3-    Borç verme imkânı olanlar teşvik edilmelidir. Borcunu veren kişi ona dua ve teşekkür etmelidir. İslam’ın bu güzel geleneği olan Karz-ı hasen devam ettirilmelidir.
4-    Borcun İslami, ahlaki ve insani güzel bir davranış olduğu, dünyevi hiçbir çıkar ve menfaat gözetilmeden yapılması gerektiği unutulmamalıdır.
5-    Borç verirken karşımızdaki insanın nefsini, şahsiyetini rencide etmemeli, ezilmemelidir.  Ona moral vererek onun bu zor zamanında ona destek olunmalıdır.

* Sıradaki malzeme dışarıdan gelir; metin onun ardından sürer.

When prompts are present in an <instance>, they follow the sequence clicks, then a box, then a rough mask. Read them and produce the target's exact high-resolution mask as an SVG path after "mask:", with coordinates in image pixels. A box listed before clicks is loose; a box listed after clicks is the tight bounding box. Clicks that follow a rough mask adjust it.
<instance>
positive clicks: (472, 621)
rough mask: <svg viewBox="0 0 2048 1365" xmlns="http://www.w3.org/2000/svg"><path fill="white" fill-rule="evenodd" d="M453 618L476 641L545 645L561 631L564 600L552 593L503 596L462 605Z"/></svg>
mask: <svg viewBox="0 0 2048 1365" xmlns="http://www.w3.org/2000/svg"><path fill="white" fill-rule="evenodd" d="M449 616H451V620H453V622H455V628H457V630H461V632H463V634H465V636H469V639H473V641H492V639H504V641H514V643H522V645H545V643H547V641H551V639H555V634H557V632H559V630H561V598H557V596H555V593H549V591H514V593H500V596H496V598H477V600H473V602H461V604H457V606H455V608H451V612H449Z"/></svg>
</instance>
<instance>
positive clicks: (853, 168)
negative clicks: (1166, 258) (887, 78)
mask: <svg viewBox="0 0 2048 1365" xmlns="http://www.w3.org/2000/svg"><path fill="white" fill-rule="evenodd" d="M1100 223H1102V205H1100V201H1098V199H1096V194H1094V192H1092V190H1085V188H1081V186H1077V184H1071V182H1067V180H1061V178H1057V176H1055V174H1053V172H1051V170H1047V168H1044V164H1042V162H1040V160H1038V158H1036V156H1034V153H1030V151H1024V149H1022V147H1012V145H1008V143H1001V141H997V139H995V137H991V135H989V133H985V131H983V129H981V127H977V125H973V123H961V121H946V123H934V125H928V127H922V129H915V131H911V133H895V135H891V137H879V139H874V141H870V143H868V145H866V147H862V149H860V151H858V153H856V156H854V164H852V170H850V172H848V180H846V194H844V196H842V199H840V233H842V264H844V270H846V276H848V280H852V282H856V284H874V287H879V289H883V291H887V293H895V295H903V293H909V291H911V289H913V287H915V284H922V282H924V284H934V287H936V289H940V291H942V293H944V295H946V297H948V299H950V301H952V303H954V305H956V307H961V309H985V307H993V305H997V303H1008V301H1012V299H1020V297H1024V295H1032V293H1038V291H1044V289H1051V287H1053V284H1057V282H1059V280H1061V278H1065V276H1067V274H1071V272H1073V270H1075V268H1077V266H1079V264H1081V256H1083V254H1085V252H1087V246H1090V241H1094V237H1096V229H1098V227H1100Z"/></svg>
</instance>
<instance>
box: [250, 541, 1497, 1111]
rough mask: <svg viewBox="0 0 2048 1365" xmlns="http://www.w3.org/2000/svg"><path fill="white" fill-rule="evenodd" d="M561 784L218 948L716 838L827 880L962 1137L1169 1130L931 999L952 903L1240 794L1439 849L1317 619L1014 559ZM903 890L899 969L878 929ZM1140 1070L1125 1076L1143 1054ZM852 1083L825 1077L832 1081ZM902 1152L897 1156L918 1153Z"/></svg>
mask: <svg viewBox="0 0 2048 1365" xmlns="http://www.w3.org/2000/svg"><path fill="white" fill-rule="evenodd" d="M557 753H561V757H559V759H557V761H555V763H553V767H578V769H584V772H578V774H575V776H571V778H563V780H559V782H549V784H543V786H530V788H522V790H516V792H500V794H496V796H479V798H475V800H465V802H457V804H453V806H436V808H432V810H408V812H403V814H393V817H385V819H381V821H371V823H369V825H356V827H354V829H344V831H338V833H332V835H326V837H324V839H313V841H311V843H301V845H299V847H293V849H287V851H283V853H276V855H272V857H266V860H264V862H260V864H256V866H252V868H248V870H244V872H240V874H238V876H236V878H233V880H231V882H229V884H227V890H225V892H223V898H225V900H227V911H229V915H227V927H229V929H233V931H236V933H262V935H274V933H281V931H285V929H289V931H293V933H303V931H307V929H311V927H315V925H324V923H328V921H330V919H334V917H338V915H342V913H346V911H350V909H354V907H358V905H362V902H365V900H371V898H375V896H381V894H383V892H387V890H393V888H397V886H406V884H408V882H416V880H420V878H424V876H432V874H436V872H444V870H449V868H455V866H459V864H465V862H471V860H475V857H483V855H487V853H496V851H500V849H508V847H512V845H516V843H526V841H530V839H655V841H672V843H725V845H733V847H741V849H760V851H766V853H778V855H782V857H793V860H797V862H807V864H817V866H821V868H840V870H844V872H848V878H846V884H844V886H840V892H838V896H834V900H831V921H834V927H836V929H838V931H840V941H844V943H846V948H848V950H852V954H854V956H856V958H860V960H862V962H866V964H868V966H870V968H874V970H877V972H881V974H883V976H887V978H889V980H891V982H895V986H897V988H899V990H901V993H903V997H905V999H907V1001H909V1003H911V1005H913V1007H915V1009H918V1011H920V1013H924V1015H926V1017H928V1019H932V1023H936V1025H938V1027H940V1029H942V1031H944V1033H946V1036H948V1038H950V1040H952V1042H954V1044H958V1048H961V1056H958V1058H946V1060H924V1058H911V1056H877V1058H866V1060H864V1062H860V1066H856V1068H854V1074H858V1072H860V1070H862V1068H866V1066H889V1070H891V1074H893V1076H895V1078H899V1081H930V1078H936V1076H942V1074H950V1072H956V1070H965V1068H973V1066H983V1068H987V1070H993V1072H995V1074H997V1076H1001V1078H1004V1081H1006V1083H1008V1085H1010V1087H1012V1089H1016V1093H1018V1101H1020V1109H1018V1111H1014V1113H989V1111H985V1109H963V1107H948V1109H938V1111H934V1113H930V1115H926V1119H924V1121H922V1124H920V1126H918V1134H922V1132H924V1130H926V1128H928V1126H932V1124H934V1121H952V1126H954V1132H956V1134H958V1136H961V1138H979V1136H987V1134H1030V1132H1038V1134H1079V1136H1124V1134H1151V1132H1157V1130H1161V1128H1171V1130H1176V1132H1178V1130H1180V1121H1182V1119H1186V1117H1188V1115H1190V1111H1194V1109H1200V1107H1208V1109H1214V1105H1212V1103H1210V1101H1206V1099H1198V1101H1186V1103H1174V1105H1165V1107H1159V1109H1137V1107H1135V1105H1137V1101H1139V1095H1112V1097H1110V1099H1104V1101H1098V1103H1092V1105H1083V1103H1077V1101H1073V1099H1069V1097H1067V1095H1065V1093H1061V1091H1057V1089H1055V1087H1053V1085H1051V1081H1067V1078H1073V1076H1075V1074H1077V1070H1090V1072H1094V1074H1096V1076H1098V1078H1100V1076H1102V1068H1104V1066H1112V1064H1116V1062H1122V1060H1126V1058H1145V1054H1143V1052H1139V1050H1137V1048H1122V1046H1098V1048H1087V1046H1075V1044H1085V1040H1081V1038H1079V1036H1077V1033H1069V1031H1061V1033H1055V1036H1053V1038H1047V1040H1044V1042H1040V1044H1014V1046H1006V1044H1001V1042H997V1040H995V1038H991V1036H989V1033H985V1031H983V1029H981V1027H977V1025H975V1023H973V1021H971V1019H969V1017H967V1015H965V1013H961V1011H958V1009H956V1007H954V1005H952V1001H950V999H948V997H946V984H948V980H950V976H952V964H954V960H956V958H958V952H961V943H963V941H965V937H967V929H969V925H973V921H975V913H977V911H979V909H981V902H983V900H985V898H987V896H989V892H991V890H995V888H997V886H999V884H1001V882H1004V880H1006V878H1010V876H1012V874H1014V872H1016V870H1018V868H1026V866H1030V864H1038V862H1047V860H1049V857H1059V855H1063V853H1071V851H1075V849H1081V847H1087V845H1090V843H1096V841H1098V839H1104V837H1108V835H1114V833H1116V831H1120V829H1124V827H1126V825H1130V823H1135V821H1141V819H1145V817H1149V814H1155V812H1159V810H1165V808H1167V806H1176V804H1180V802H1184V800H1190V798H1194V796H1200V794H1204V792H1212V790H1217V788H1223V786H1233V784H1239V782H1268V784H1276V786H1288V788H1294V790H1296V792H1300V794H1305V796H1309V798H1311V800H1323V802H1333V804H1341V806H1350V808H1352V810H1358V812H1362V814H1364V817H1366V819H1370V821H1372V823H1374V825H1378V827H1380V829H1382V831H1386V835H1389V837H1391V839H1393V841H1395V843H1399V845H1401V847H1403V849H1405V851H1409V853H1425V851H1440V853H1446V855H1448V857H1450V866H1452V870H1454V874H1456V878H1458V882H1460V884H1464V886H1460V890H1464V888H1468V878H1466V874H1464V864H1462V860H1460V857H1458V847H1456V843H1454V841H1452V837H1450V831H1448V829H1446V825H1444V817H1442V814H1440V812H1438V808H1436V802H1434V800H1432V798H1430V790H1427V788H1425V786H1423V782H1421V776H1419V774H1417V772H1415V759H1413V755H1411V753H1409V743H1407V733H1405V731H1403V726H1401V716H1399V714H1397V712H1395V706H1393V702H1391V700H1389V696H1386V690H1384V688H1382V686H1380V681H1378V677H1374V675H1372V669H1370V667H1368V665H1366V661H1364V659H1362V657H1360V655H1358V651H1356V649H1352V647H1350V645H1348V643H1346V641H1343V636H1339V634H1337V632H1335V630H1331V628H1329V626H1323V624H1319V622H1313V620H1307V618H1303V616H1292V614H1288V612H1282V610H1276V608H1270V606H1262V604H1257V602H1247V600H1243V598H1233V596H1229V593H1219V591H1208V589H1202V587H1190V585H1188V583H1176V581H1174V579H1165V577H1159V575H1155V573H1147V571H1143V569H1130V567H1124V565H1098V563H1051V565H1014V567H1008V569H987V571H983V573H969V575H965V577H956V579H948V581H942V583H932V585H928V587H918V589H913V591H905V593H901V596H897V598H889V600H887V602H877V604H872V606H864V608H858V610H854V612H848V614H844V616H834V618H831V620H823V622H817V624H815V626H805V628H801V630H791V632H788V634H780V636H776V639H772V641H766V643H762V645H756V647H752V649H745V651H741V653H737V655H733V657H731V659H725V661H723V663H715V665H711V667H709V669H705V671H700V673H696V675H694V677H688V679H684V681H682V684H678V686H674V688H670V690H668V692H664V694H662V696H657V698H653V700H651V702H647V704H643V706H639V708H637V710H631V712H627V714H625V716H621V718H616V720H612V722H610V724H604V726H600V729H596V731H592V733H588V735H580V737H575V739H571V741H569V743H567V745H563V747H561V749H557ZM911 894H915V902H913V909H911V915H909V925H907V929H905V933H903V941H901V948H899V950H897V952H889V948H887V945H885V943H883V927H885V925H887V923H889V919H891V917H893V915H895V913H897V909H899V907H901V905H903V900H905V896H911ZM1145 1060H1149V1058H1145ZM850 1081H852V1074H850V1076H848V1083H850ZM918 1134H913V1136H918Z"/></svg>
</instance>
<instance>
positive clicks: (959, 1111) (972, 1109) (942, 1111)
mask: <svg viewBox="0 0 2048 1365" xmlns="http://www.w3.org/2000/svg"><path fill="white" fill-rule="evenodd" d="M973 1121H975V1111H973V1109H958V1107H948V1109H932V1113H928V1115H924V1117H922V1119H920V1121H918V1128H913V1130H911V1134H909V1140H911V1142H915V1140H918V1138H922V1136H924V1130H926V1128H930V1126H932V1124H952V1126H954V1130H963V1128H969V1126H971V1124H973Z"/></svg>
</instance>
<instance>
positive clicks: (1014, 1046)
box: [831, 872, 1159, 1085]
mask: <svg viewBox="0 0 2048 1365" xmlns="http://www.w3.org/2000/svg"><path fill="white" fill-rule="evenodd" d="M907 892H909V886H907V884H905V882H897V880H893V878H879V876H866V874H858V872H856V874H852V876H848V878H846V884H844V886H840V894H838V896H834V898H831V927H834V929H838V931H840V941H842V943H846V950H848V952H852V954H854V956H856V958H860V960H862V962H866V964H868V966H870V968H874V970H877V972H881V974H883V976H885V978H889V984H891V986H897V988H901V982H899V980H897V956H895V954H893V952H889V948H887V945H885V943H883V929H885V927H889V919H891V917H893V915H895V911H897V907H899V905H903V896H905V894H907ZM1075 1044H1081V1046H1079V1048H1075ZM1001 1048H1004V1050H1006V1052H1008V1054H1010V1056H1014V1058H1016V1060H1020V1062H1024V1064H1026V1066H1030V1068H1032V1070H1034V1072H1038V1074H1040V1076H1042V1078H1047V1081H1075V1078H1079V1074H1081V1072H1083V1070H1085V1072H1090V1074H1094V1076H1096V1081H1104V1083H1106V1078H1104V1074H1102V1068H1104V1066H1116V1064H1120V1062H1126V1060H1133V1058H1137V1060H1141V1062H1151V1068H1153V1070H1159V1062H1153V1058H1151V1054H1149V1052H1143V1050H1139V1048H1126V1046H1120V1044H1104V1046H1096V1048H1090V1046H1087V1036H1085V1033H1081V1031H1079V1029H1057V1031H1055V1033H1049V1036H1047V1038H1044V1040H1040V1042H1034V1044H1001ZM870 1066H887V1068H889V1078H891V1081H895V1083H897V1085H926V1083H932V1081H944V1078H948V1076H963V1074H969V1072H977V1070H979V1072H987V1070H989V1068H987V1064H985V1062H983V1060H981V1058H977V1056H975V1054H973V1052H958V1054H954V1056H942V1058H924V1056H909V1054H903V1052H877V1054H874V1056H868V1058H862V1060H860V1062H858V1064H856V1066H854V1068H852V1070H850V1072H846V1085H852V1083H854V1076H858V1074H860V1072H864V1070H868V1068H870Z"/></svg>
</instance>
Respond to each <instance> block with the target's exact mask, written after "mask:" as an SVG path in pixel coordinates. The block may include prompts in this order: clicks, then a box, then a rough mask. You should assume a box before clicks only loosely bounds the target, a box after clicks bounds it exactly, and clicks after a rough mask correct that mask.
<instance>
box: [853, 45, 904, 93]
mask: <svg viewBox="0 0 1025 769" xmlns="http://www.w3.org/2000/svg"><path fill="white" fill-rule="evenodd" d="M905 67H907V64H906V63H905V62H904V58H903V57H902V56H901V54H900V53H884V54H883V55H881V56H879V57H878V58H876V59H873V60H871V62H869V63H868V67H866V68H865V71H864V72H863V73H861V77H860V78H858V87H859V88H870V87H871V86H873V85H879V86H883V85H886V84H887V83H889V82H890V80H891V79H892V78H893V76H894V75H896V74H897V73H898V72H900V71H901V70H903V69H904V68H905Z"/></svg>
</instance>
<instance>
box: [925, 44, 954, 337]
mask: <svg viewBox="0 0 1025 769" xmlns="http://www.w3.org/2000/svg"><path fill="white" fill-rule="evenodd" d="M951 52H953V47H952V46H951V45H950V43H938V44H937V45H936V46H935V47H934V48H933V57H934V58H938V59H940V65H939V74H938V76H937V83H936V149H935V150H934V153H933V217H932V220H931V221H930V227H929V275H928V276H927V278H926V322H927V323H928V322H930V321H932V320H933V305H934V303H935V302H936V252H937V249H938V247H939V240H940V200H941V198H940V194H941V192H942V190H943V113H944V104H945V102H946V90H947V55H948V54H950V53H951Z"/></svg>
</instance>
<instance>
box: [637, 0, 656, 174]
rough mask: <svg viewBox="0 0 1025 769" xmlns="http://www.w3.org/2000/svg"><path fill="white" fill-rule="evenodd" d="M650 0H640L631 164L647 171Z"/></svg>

6-    Borç verdiğimiz kişiye vadesi uzatılmasını veya affetmesine karar verirseniz bile ona birçok sebepler belirterek ikna etmeli, onun gururu inceltilmemelidir
7-    Aldığımız borçları söz verdiğimiz zamanda mutlaka ödemeliyiz. Ödeyemeyecek durumda isek zamanı gelmeden önce mazeretimizi ve durumumuzu anlatarak ondan müsaade istemeli ve onun da durumunu sorup imkânı olup olmadığı sorulmalıdır.
8-     Borç aldığımız kişiyi zora ve zarara sokmamalıyız. Uzun vadeli borç alıp vermelerde          “ Değeri kaybolmayan değerler” üzerinden alıp vermeliyiz. Değer kaybı ile borç vereni zarara uğratmamalıyız. Altın gibi değerler ölçü alınabilir.
9-    Borçlu kişi zevk ü sefada, alacaklı kırk kanaat geçiniyorsa, borçlu borcunu biran önce ödemelidir. Borcu ödemeye çare aramalı, ödememek için bahaneler uydurmalıyız. 
10-     Bakara suresi 282. Ayeti kerimenin gereği olarak  “Borç küçük olsun büyük olsun, Borçlandığımız zaman onun miktarını ve ne zaman ödeneceğini, şahitlerle birlikte yazmalıyız, bu konuda üşenmemeliyiz” 
11-    Borcu yazma konusunda kimse kimseye darılmamalı, Yüce Allah’ın emrine uymalıdır. “Bana güvenmiyor musun?” ifadesini kullanmak Allah’ın bu ayetine muhalefet olur.
12-    Borcumuzu ödemeye çare aramalıyız, hesabımızı borcumuzu biran önce ödemek ve borçtan kurtulmak için yapmalıyız. Borç bizi huzursuz ve rahatsız etmelidir.
13-    En önemli konu ise, borcu zamanında vermemek, borç vereni pişman ettirmek, “borç verirken iyi, borç isterken kötü olmak” durumuna kimsenin düşmemesi için borç meselesi istismar edilmemeli ve toplumdaki hayırseverleri, borç verdiğine pişman edilmemelidir. Toplumdaki güven ve itimat zedelenmemelidir.